Alas, while Woolley’s moves to upend the concept of womanhood are met with applause and adulation from the student body, the stuffier, straighter board of trustees and heavy-hitter donors prove a tougher sell.

Hannah Young as Felicity, Lyerly and White

Dean Welch (Karen Dervin) tries to rein Wooley in when she treads too close to the board’s lines in the sand, but Woolley pays no heed until, at last, it’s too late. Before that eventuality, however, there are many delicious subplots to unfold.

There is, for example, the secret fan club that springs up on campus, dedicated to worshipping the romance between Woolley and Marks. Fan club president Pearl (Anneke Salvadori), a student of Marks’ who is so besotted with her teacher that she stalks her like a lovesick puppy, actually pens sonnets about her eyes in the student evaluation forms.

There is a suffrage protest that lands Marks and Woolley on opposite sides of the college administration’s official stand. There is Woolley’s three-month trip to China, which ignites Marks’ predictable affair with Pearl. Felicity (Hannah Young), Marks’ protective and invaluable roommate, is a grounding voice of reason amidst the ensuing domestic chaos.

Turner also raises plenty of philosophical questions clothed in adroitly crafted, though at times dense, conversation. Is Woolley a realist, opportunist or idealist when she doesn’t risk taking a public stand on women’s suffrage until after receiving the board’s approval? Is she sincere or a manipulator, and, at the end of the day, do her motives matter as much as her actions?

The Tree House Collection has mounted a production that feels greater than the sum of its parts. Director Lisa Tierney makes admirable use of the simplest of sets to evoke a bedroom, office, classroom, rooming house, train, and jail. The pacing is brisk, with pleasing, period musical interludes (Dannie Smith) that accompany quick set changes between scenes.

And then there is the crackerjack acting. As Woolley, Lyerly is a complicated, powerful presence, as beguiling and charming as she is frustrating and infuriating.

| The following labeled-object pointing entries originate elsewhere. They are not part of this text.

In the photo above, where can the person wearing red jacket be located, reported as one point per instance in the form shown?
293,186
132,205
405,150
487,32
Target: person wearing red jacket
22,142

White plays Marks as an intense, humorless professor who seems to be in need of either a chill pill or a new lover. (Young, as roommate Felicity, tries her best to steady Marks’ listing boat).

Heidi White as Marks

But the real surprises and pleasures are Dervin, as Dean Welsh, and Salvadori, as Pearl. Dean Welsh presents as all business and conformity on the outside, but Dervin’s nuanced performance imbues her with a hint of rebellion and a wink of humor. Salvadori simply steals every scene she is in. Her Pearl is dry-witted, wry and droll, and Salvadori deadpans even her most outrageous lines to great effect. Although the scene where Pearl fantasizes about wreaking havoc on Marks after being dumped by her for the returning Woolley could use some editorial tweaking, Salvadori’s delivery could not be more spot on.

Bull in a China Shop debuted off-Broadway in 2017 at Lincoln Center’s Claire Tow Theater, where it earned glowing reviews and played to sold-out audiences. Lincoln Center has offered Turner a commission for her next play. I, for one, can’t wait to see what bauble catches her eye.